LNP suggested an alternate use of the Commissioner's time which caused Lil' Rod to blush a fiery red.

"Can you breathe in there?" Dr. Morneau asked the pile.

"Yep, it's all good." Neshek affirmed.

"Hey, guys, what's up?" wondered Josh Rabe, coming upon them on his way back from extra BP.

"We're trying to figure out who's going to do it tonight," the good Doctor explained.

"I'll do it," Rabe shrugged. "I feel lucky." And off he went, bat on his shoulder, whistling a merry tune.

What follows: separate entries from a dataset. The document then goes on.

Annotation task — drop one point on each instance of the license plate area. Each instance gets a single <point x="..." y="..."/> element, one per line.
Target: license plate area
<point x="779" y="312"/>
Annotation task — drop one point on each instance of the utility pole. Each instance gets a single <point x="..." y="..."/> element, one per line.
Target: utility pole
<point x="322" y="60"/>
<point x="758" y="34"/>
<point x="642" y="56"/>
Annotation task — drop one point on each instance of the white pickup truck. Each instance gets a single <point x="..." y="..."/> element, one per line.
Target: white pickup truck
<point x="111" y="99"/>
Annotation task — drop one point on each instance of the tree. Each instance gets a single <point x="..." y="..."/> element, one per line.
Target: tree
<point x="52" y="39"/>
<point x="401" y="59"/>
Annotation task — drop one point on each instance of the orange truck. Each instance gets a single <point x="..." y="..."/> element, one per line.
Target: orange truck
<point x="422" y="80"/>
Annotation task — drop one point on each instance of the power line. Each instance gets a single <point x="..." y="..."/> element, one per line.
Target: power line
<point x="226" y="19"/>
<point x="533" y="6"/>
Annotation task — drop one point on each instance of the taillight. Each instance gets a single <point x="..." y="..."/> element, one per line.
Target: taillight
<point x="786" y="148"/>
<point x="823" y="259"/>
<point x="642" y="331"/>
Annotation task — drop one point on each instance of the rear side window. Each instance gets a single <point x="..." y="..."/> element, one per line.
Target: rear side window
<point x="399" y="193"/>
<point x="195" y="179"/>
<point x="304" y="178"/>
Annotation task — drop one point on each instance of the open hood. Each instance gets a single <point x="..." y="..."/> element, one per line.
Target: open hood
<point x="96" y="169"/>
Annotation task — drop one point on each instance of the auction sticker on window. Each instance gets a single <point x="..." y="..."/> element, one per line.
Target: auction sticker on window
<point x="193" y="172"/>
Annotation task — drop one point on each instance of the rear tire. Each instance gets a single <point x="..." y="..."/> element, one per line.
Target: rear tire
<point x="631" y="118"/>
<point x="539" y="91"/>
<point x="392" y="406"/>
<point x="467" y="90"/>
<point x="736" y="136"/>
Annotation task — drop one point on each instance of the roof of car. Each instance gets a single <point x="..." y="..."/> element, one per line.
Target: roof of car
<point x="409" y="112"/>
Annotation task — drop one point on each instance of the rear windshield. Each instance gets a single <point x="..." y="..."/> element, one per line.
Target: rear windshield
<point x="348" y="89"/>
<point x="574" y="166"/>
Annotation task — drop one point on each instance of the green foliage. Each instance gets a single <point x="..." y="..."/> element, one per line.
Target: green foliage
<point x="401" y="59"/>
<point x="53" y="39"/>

"Think he'll be okay?" Lil' Rod fretted.

"He said he felt lucky," Morneau said philosophically. "We'll find out soon enough."

Rabe made his way through the corridors until he reached a special room hidden beneath home plate. The umpire crew chief and Kansas City shortstop Andres Blanco were already there.

"You're representing the Twins?" the umpire asked.

"Yes, sir!" Rabe said brightly. "And I feel lucky! Shall we?"

"All right," said the umpire. "Turn around, both of you. And no peeking!"

Rabe and Blanco turned around and stared at the wall. Rabe resumed his cheerful whistling.

"Stop that!" hissed Blanco, who was very nervous.

"You may turn around," the umpire announced. They did, and he was holding two straws in his clenched fist, carefully arranged to appear the exact same length.

Rabe and Blanco looked at each other, then at the straws. Two hands shot out, both straws were plucked. They held their straws up next to each other, and saw that Rabe's was clearly longer.

"Woo-hoo!" cried Rabe, jumping up and down. "We get to play baseball!" He ran off to share the good news with his teammates.

Blanco threw down his inadequate reed. "Crap," he said glumly. "Ass-ball."